MOCA Director General Colonel Desmond Edwards said corrupt activity has changed rapidly with technology, especially as fraud and money movement shifted further online during COVID-19. He said MOCA has expanded cyber forensics, created specialised cyber investigation capacity and strengthened data analysis, including work on cases involving large volumes of digital evidence.
Integrity Commission Executive Director Craig Beresford said Jamaica should treat anti-corruption work as part of a wider regional public good. He said the commission is focused on prevention, detection, investigation and prosecution, and is working on a national anti-corruption strategy, stronger declaration systems, better case management tools and deeper community engagement.
Revenue Protection Department Chief Technical Director Cranson Morgan said Jamaica’s national security policy estimates corruption costs about five per cent of gross domestic product, or roughly $100 billion a year.

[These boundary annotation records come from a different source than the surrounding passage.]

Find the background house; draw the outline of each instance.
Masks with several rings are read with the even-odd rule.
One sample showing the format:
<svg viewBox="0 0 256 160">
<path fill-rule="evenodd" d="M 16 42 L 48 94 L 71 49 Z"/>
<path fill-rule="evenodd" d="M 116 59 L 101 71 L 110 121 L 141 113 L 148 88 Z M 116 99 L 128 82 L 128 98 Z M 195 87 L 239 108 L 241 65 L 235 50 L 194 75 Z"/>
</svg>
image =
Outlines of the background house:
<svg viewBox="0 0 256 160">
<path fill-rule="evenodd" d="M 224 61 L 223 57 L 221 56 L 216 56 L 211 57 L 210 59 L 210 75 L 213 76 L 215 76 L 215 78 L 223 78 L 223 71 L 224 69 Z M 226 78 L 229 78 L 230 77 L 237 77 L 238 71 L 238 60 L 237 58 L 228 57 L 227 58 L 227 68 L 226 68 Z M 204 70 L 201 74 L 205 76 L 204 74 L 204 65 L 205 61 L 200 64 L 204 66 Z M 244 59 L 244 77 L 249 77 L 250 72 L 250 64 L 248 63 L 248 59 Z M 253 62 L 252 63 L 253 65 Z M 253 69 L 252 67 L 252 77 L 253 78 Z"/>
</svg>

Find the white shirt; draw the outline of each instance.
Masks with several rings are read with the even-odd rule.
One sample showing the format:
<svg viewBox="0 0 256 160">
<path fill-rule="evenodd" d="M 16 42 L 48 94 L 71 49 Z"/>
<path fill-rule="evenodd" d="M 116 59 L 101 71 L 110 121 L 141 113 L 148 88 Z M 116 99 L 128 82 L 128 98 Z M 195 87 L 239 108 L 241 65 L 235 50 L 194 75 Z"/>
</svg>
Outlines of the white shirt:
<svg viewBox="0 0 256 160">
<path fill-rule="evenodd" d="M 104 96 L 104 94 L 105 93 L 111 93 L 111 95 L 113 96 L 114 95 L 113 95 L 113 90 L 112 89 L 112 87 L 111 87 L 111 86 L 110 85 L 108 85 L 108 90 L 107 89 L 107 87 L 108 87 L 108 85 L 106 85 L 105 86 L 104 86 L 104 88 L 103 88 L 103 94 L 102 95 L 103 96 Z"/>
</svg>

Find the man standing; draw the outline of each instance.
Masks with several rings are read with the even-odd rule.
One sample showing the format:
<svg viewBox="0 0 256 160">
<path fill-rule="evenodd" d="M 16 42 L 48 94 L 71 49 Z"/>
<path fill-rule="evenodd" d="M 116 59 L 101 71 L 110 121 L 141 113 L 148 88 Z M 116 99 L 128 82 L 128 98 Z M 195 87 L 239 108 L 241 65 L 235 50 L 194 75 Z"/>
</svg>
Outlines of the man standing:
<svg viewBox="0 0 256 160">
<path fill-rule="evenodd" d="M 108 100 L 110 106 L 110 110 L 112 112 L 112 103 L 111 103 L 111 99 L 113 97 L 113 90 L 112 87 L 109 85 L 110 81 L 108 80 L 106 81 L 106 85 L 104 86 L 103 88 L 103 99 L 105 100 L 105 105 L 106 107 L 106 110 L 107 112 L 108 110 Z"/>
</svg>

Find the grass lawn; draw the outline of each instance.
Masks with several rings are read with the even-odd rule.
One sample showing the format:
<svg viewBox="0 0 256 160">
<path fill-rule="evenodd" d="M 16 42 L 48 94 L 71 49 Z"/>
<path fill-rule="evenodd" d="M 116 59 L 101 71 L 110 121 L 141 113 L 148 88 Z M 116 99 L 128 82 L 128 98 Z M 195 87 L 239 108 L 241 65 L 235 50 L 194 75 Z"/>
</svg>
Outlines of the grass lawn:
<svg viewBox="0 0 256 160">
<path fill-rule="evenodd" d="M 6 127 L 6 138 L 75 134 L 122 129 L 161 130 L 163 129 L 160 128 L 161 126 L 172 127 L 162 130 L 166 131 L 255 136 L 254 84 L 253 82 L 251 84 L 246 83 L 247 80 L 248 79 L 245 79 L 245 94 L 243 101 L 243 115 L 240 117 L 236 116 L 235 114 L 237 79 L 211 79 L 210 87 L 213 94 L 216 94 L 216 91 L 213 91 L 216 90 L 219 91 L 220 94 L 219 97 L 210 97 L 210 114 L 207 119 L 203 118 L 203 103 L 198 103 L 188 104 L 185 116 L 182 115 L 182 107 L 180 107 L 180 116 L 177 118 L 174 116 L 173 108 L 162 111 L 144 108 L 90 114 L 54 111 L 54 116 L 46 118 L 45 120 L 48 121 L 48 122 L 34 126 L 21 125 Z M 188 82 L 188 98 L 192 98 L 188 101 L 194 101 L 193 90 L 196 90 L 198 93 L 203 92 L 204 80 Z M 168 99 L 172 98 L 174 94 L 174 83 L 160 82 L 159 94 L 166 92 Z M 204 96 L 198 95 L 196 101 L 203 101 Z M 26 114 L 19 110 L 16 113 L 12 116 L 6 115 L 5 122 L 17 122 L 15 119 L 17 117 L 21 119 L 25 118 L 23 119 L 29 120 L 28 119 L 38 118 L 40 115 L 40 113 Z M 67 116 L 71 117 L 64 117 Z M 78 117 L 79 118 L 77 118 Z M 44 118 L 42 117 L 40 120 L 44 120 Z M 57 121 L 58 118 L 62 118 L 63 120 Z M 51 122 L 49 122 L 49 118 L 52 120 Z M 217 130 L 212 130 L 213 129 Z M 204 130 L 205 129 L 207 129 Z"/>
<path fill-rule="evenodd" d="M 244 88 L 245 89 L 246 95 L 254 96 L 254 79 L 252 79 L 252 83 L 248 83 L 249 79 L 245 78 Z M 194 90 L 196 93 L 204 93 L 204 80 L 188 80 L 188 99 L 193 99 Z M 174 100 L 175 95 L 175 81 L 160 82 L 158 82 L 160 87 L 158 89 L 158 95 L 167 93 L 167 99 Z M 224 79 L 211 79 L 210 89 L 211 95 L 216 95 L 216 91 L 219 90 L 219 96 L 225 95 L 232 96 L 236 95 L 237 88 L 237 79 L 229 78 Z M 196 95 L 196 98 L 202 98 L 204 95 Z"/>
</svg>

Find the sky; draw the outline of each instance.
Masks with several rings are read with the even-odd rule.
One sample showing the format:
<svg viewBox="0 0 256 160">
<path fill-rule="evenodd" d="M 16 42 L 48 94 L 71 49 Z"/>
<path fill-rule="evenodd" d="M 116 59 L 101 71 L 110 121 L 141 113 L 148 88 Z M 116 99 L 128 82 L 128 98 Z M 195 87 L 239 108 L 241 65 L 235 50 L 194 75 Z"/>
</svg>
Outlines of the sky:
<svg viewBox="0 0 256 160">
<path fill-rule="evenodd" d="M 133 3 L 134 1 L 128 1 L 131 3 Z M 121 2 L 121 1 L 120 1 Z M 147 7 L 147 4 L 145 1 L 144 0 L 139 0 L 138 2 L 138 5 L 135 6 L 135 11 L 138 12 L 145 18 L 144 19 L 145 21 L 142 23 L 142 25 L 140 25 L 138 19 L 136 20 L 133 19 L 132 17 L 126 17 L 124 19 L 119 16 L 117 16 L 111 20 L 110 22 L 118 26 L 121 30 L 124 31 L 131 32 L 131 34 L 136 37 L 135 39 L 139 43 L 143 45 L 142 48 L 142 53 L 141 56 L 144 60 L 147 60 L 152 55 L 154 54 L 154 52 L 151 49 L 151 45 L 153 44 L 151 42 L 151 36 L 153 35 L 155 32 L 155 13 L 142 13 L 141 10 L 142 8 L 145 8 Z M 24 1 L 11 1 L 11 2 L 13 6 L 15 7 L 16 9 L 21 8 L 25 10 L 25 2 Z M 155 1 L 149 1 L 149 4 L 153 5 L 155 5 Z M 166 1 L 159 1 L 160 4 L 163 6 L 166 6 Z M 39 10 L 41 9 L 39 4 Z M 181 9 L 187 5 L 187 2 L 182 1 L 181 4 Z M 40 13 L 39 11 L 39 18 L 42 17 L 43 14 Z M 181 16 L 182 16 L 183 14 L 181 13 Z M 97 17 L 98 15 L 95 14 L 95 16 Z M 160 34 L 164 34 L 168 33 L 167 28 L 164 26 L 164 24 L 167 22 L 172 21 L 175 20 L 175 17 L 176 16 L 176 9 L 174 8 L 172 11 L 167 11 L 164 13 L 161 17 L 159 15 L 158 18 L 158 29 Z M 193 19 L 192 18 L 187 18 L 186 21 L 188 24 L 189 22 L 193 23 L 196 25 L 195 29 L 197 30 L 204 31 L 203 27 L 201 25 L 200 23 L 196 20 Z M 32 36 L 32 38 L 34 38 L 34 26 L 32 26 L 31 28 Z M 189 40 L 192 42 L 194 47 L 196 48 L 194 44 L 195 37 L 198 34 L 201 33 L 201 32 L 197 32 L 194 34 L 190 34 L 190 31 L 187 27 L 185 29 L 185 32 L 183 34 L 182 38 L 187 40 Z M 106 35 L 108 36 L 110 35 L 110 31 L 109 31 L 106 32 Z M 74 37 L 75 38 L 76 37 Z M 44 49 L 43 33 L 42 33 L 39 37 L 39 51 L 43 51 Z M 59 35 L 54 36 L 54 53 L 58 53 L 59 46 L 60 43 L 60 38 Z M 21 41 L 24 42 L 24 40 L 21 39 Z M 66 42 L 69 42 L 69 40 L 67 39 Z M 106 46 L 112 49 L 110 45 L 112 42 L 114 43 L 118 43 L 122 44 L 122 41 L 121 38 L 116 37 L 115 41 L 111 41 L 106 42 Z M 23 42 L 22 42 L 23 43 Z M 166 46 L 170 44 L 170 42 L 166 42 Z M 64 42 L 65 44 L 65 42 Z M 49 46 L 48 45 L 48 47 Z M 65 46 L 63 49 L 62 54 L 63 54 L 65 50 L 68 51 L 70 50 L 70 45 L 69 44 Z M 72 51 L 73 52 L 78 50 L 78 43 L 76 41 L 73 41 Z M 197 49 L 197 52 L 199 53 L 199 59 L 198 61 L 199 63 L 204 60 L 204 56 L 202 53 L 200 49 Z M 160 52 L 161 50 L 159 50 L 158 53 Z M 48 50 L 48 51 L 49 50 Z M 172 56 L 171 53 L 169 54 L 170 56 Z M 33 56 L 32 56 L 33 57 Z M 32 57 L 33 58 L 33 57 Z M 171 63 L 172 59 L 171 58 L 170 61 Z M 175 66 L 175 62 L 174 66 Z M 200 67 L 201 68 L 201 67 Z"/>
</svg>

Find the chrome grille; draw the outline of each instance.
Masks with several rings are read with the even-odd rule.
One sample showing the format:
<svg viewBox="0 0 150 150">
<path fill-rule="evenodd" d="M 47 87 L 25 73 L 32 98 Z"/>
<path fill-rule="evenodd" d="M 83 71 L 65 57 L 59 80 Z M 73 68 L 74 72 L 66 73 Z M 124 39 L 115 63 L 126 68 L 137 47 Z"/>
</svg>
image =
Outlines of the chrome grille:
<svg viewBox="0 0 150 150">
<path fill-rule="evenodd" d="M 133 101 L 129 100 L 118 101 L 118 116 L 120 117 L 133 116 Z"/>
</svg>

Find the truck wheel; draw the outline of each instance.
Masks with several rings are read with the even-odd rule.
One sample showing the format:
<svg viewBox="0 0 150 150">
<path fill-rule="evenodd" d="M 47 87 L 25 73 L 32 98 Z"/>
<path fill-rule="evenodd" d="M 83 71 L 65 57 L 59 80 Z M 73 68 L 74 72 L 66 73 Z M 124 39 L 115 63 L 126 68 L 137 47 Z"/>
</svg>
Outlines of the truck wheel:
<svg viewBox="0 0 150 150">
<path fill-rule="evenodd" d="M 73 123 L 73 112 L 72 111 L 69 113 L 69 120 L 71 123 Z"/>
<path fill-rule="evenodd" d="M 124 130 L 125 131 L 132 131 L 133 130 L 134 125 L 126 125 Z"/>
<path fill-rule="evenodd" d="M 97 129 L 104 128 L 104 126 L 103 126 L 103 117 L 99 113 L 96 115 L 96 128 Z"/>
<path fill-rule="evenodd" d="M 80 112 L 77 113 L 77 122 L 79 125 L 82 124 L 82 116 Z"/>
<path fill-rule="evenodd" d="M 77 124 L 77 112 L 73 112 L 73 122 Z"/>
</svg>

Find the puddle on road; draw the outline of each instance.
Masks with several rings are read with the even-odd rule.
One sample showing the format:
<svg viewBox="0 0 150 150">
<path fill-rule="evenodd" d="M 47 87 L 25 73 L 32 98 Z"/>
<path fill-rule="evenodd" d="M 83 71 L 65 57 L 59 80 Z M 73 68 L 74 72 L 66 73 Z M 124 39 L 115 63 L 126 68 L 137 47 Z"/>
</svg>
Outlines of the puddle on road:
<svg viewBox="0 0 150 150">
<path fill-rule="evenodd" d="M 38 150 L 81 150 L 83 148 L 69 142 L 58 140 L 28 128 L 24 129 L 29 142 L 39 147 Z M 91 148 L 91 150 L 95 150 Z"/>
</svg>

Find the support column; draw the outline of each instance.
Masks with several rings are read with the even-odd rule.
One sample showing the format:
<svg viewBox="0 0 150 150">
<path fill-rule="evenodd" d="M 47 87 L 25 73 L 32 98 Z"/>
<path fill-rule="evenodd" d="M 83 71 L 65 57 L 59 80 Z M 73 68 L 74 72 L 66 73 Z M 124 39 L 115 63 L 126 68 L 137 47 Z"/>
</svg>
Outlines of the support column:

He said the department investigates fraud and corruption in revenue entities, conducts public education, vets staff and carries out governance and infrastructure audits.
During questions from the media, officials discussed support for agencies facing local pressure, the need to strengthen Jamaica’s Integrity Commission Act, and whether secrecy provisions should be relaxed. Koranteng said such restrictions are common in Commonwealth systems and are intended to protect reputations before matters reach court, though courts may lift them where the public interest requires it.